1 Introduction

Bot Or Not: A Two-Level Approach In Author Profiling

0 Eötvös Loránd University , Budapest 1 Flóra Bolonyai , Jakab Buda, Eszter Katona

2019

In this notebook, we summarize our work process of preparing a software for the PAN 2019 Bots and Gender Profiling task. We propose a Machine Learning approach to determine whether an unknown Twitter user is a bot or a human, and if the latter, their gender. We use logistic regressions to identify whether the author is a bot or a human and we use neural networks to attribute their gender. We were able to achieve an accuracy of 91%, 83% for bot/human and 75%, 69% for gender in English and Spanish respectively.

1 Introduction

Author Profiling is a fast-breaking scientific application in line with the expanding usage of the “Big Data” paradigm. Originally, public texts were produced only by professional authors (such as journalists, scientific / literary authors). However, as the internet spread, the amount of content produced by everyday users skyrocketed. Website texts, blogs, comments and social media posts now account for a significant part of digitally produced contents. Although these texts are unstructured, they contain data about people's opinions, preferences, attitudes, and even actions in an enormous amount compared to pre-internet times.

As the online community is growing, we face increasing threats from the anonymity of online life. If we think of politics, bots can influence the outcome of elections, or they can create and share fake news. Also, for example, identifying sexual predators can be an important task, thus, identifying potential anomalies between self-declared and true data has an increasingly important role.

The aim of the PAN 2019 Bots and Gender Profiling task [ 6, 18, 20 ] was to investigate whether the author of a given Twitter feed is a bot or a human, and in case of human, identify their gender. The training and test sets of the task consisted of English and Spanish Twitter feeds.

We followed a mixed approach and created models on two levels, for both Spanish and English tweets. To identify bots, we used two logistic regressions; one on the level of tweets and another one on the level of accounts. To identify the gender of the author, we first fitted neural networks that predicted the gender of the author of each tweet and then aggregated the 100 tweet level results to get an account level prediction for each author. Our final software for distinguishing between bots and humans performed well on the test set, but our model was less accurate for the task of discriminating between male and female Twitter users.

In Section 2 we present the related work on author profiling. In Section 3 we describe our approach in detail, including the extracted features and the fitted models. Section 3 consists of two subsections, one for the bot-or-human distinction and one for the gender attribution. In Section 4 we present our results.
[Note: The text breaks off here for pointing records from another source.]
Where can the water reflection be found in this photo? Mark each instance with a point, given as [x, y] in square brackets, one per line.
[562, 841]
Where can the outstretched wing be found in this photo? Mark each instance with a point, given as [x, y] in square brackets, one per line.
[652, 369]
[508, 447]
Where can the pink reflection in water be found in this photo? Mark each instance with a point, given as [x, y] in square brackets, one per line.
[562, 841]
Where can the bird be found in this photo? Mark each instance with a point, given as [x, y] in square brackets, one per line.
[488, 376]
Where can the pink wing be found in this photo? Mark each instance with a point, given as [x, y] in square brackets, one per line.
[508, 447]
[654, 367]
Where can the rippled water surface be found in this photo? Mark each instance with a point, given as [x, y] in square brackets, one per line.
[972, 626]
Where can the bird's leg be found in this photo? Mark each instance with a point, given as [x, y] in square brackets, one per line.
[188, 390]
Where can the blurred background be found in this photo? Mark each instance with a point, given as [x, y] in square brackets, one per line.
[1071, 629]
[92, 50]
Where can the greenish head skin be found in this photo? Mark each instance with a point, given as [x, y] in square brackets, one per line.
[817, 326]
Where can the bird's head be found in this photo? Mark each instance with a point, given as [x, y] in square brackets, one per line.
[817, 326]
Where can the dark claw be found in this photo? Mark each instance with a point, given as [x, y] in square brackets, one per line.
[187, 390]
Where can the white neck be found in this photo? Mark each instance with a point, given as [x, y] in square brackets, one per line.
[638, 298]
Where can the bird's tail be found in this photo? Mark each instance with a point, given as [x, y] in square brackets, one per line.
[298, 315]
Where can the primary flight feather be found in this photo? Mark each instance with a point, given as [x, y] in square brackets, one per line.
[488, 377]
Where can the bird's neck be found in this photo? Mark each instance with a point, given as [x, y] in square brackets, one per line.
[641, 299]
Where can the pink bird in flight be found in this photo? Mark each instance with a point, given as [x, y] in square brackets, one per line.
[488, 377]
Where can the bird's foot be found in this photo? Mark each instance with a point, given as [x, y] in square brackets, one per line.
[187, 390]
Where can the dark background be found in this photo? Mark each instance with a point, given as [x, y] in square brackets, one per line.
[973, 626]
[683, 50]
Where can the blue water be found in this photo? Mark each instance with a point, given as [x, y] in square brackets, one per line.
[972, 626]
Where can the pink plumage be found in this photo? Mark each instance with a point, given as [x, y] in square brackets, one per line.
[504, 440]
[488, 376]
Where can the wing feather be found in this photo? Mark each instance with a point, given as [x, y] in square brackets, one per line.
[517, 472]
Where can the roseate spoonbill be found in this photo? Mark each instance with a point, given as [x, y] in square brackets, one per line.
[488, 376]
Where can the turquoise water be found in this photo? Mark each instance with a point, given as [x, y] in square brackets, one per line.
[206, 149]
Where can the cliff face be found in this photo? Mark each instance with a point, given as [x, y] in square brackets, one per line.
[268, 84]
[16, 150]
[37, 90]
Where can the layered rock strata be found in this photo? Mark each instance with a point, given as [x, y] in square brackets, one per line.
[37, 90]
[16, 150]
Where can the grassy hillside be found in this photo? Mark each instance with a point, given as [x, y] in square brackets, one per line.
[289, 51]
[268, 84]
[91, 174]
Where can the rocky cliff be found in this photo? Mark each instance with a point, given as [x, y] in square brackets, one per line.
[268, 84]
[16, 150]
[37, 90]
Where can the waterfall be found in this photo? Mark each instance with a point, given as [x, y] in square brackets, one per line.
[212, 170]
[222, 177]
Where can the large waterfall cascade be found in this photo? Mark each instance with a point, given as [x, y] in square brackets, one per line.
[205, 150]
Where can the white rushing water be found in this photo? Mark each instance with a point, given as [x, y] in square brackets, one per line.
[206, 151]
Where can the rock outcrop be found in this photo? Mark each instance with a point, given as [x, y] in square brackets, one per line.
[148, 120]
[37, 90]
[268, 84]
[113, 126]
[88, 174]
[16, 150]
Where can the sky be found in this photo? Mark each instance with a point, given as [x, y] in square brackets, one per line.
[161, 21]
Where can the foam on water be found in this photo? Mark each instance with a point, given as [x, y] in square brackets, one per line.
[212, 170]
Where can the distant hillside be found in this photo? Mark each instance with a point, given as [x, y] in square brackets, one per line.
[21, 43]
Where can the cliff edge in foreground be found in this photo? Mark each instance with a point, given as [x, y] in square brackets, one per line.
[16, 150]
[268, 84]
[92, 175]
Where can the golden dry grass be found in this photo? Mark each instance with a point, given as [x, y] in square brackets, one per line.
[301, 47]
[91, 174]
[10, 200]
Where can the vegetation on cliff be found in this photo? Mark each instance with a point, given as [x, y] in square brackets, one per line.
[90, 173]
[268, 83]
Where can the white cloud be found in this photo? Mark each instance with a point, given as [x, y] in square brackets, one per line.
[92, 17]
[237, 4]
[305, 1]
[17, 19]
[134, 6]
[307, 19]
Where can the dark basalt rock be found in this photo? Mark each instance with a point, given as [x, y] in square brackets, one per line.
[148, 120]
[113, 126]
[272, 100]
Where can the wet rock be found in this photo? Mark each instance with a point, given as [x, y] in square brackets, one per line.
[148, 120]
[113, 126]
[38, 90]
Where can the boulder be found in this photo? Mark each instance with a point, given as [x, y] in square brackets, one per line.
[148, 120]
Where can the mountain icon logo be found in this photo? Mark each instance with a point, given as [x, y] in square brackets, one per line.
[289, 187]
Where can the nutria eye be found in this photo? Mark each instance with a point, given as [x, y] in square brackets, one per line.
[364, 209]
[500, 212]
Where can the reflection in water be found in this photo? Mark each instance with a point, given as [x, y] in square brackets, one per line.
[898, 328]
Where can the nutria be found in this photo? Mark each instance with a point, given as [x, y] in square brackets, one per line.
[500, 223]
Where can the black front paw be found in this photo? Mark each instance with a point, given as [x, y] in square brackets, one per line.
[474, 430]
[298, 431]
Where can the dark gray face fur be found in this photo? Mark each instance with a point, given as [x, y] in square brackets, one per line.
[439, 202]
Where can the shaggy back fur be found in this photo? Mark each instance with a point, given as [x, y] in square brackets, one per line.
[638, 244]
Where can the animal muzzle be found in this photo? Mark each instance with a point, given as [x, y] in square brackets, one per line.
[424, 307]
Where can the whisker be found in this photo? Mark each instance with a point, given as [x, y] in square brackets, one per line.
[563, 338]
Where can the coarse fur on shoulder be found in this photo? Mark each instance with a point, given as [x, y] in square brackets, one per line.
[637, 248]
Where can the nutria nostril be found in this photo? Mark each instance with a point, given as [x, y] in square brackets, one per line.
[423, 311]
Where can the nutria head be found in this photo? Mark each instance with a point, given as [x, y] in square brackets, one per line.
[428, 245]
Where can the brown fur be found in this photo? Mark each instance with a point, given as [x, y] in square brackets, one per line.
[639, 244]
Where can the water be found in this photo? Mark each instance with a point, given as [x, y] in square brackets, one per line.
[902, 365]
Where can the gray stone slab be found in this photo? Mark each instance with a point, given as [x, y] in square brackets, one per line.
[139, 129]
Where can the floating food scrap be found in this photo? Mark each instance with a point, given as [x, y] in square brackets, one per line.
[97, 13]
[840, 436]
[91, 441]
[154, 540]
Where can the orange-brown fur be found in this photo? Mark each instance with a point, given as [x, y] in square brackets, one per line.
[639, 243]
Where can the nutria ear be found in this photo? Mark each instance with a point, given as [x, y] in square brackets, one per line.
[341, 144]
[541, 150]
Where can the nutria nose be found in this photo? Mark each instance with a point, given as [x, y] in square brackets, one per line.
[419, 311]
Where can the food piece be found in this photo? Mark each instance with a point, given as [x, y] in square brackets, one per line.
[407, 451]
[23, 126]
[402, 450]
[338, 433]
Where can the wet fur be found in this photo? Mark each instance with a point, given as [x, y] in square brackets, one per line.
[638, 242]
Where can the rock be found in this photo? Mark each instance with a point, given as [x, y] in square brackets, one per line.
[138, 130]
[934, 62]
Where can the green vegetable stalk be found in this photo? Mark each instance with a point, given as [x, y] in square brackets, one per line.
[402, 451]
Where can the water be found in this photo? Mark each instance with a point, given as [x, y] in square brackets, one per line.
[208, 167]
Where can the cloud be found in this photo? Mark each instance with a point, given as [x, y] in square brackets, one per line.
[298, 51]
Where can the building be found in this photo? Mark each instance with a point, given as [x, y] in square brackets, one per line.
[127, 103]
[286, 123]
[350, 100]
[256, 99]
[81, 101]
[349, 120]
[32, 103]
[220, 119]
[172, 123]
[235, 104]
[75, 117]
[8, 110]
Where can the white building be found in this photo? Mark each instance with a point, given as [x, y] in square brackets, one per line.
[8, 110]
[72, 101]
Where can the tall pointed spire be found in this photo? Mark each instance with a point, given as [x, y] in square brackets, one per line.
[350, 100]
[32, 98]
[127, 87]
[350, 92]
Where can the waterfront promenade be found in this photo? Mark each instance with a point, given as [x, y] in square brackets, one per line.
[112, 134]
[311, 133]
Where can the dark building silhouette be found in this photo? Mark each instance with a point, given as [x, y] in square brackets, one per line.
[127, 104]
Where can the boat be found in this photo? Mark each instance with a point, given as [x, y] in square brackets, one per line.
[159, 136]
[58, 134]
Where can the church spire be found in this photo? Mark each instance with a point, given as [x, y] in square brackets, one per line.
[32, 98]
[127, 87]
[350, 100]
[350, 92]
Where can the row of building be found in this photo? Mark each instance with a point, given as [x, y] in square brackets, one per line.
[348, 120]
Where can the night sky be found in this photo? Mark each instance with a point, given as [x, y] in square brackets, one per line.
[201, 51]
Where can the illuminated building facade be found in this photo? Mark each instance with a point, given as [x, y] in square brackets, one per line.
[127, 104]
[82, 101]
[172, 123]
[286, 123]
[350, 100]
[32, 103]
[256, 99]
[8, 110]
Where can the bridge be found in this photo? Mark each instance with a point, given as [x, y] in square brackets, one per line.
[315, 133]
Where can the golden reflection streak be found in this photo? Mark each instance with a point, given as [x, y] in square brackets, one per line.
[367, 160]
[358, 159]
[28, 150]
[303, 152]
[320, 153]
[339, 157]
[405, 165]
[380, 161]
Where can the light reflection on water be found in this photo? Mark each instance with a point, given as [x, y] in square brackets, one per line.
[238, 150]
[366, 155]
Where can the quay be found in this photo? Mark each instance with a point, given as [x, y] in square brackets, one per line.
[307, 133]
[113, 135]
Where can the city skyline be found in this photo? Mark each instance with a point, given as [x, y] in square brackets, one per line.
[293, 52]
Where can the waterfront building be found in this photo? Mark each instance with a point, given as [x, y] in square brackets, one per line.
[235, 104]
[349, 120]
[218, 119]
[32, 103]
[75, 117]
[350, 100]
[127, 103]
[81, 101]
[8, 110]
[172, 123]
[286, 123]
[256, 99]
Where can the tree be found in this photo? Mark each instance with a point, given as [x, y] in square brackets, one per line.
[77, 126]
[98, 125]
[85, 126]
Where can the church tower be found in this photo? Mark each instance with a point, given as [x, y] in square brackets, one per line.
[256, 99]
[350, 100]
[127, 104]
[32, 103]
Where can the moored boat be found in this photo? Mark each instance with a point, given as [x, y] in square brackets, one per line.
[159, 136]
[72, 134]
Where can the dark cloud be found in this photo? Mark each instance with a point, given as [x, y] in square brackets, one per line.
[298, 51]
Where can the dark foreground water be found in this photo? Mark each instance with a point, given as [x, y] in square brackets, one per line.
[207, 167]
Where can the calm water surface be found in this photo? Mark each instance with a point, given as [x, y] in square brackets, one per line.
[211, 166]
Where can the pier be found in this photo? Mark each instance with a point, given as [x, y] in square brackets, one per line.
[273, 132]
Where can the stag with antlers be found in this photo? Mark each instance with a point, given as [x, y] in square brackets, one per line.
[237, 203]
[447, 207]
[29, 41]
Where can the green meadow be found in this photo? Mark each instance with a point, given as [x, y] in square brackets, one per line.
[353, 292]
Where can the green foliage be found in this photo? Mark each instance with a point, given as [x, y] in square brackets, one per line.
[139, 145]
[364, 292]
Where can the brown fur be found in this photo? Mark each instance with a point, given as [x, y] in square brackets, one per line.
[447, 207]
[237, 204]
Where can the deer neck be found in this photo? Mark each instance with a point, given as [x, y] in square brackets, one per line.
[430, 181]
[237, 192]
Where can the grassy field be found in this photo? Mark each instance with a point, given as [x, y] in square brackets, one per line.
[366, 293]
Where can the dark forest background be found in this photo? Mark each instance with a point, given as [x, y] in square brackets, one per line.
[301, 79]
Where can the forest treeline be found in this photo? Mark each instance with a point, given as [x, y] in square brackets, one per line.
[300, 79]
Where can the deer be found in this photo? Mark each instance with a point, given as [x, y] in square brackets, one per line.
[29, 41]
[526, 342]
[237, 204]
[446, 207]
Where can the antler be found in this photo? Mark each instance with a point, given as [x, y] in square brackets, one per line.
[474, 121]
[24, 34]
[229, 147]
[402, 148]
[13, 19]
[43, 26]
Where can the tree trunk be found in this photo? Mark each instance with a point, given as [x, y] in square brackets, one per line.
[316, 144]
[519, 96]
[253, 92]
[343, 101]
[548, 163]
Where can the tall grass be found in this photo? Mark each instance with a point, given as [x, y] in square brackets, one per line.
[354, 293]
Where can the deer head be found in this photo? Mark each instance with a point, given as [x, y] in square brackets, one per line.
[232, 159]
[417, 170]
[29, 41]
In Section 5 we discuss some potential future work and in Section 6 we conclude our notebook.

2 Related works

There are multiple approaches to collect information about the latent characteristics of the author of a text. There is no one best technique, and the literature shows high variance in the performance of different methods on different corpora. It is possible to roughly define two groups of variables that can be used to collect information about the authors of texts: most such variables are either dictionary or style-based.

A well performing model in gender differentiation based on n-grams was built by Boulis and Ostendorf [4], who also emphasized that tf-idf representation was not necessarily a useful measure to find differences between the texts of male and female authors, as the most used words can be very different for the two groups and therefore inverse weighting can be less effective.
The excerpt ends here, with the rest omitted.